秋田市〈酒場 カメバル〉
“まちの共有地づくり”の始まり。
暗い路地に灯りと笑顔がもれる
好きなまちとは
自分たちが住みやすく、楽しく生きるためには、
毎日過ごすまちが元気で楽しくあることが大切だと考えています。
学生時代はバックパッカーとして国内や海外を旅し、社会人になってもよく飲み歩き、
とにかくまちを楽しみ、まちの雰囲気を感じ、まちにダイブすることが大好きでした。
大いに歩き、飲み、旅をした経験から、私は
「いいまち」=「また行きたくなるまち」=「人の距離が近い店がたくさんあるまち」
だと思っています。気さくに声をかけてくれる店主や隣に座った客との情報交換。
そうした人との親密さを感じられる小さな経験が積み重なると、
「いいまちだな」「また行きたいな」と思いませんか。
次第に、小さなビジネスではあるものの、小さな飲食店など、まちに必要なコンテンツを、
少しずつでも増やしていきたいという思いが芽生えていきました。
当時から店舗のデザインをやっていたので、自ら空き店舗を見つけては
「こんなコンテンツがまちにあったら楽しい!」と自分が思うものを
お客様にコンセプトごと提案していくことが多くなりました。
“見放された地”での第一歩
ある日、秋田市が描いた中心市街地活性化区域の線から少し外れた場所にある、
南通亀の町に築60年の長屋を見つけました。空き店舗となっていたのは連なった2店舗。

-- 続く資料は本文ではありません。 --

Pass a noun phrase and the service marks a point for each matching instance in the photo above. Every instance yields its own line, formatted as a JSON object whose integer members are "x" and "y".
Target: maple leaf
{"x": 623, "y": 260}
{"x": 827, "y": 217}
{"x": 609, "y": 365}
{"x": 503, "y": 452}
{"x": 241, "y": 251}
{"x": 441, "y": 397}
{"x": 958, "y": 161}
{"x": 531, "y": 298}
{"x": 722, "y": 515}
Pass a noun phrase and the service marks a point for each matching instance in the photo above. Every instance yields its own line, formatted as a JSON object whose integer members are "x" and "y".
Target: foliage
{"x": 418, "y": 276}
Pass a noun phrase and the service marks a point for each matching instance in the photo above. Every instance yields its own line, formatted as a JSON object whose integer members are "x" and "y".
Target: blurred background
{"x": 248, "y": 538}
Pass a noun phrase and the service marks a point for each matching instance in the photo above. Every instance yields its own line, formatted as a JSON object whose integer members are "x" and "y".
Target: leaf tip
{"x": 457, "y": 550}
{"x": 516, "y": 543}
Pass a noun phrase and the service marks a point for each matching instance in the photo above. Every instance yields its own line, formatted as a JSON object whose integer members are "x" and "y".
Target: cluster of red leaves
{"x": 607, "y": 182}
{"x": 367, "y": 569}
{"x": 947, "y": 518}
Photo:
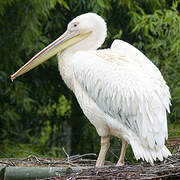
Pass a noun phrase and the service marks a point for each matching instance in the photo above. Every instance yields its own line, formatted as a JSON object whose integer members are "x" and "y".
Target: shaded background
{"x": 38, "y": 113}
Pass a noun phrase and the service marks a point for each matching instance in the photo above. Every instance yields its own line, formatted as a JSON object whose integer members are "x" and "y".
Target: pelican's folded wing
{"x": 120, "y": 87}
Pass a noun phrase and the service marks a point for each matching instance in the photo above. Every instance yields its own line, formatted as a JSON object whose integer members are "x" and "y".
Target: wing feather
{"x": 131, "y": 91}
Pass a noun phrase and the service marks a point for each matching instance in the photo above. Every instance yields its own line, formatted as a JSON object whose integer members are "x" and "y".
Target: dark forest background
{"x": 38, "y": 113}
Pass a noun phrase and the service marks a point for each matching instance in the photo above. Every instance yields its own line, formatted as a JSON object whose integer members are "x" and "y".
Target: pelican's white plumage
{"x": 120, "y": 90}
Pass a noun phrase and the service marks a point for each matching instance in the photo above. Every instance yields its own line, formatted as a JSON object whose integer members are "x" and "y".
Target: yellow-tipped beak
{"x": 64, "y": 41}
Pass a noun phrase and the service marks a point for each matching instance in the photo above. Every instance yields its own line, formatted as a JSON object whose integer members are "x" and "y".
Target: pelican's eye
{"x": 73, "y": 26}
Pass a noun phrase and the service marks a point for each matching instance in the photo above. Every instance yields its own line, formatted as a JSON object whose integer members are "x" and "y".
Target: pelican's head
{"x": 87, "y": 31}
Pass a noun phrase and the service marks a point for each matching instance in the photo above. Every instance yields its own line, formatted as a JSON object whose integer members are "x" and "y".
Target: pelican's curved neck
{"x": 92, "y": 42}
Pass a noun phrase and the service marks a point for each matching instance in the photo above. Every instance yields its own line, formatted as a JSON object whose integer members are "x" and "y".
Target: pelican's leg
{"x": 123, "y": 151}
{"x": 104, "y": 148}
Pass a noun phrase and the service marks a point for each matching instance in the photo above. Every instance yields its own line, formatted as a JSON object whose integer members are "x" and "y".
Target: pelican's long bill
{"x": 64, "y": 41}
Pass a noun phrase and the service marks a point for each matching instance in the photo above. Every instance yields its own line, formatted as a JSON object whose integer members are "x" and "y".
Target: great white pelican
{"x": 119, "y": 89}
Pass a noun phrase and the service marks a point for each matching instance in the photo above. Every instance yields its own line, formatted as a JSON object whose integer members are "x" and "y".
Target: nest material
{"x": 168, "y": 169}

元小料理屋さんとバーです。2階にはそれぞれ部屋があり、
風呂なしの住宅として利用されていたようでした。長屋のあるその小路は暗く、
照明もまばらで、立ち入るのを少しだけ躊躇するような場所です。

手前が〈かかし〉、奥は〈ルンドール〉というそれぞれ5坪の店舗。2階は住居になっている。

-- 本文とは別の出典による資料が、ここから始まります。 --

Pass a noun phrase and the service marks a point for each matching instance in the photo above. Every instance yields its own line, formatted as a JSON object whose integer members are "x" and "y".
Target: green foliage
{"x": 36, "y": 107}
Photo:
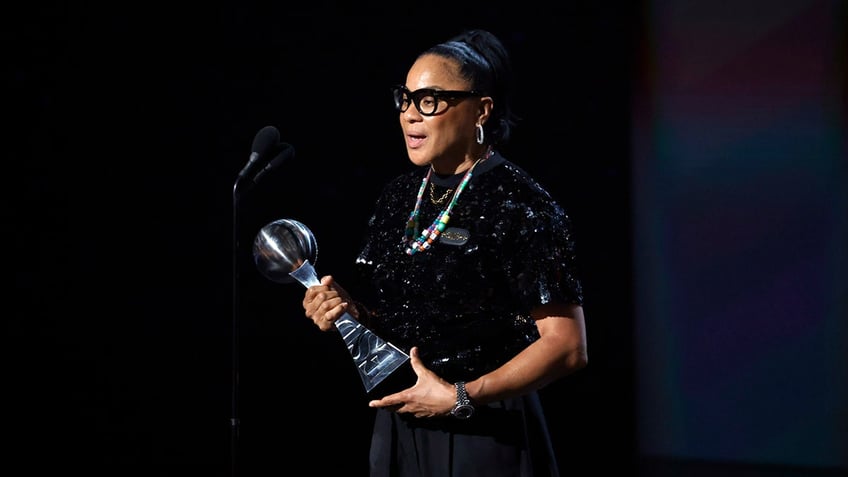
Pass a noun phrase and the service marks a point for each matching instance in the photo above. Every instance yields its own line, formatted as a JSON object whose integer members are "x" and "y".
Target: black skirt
{"x": 507, "y": 438}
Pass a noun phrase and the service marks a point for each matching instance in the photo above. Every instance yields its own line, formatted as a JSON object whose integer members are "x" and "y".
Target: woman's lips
{"x": 414, "y": 142}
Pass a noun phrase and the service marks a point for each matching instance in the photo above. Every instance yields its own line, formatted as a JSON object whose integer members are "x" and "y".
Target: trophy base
{"x": 401, "y": 378}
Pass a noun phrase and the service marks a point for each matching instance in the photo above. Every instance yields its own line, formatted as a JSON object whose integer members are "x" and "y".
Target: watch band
{"x": 463, "y": 409}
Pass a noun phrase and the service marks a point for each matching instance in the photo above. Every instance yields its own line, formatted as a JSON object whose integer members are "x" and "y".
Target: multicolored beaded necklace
{"x": 431, "y": 234}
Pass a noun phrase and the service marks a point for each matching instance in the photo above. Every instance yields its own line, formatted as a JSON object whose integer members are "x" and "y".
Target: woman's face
{"x": 445, "y": 140}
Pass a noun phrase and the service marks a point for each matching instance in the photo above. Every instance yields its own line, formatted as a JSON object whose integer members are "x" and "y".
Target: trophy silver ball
{"x": 281, "y": 247}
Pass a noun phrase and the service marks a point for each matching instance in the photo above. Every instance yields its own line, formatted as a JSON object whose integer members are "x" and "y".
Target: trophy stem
{"x": 375, "y": 358}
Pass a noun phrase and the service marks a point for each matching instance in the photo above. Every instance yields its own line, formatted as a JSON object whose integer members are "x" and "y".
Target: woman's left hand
{"x": 431, "y": 396}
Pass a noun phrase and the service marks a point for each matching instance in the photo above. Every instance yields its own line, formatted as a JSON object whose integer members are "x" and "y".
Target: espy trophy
{"x": 284, "y": 251}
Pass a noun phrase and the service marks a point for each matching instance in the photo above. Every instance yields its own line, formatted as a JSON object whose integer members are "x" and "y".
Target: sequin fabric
{"x": 466, "y": 305}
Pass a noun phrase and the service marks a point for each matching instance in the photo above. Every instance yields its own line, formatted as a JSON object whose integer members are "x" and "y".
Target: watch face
{"x": 463, "y": 411}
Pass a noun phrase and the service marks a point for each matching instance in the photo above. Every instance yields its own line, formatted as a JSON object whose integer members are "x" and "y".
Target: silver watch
{"x": 463, "y": 408}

場所としては、“見放された地”のように見えましたが、かつての面影が残り、
大通りから小路に入るときのちょっと独特で怪しげな雰囲気がまたいいのです。
人を寄せつけない佇まいは、時代を超え、現代ではむしろ新鮮で
受け入れられる場所になっていくだろうと感じました。
さっそく、不動産会社(オーナー)へ連絡したところ
1軒5万円で貸し出されており、5年ほど空き店舗であったよう。
内見すると、古びて、蜘蛛の巣がはり、暗く湿った雰囲気。
しかし、だからこそ建物に変化をもたらすことができれば、
新しい人の流れをつくれるかもしれないという根拠のない、
でも揺るぎない自信がありました。
うれしいことに、弊社にはお店を出したい方や
出店できる物件を探している方が多く訪れます。
まずは彼らをここに連れて行き、勝手にプレゼンすることを始めます。
5組ほどに魅力を伝えてみたものの、イメージが伝わらず、
出店に至ることはありませんでした。しかし、諦めきれません。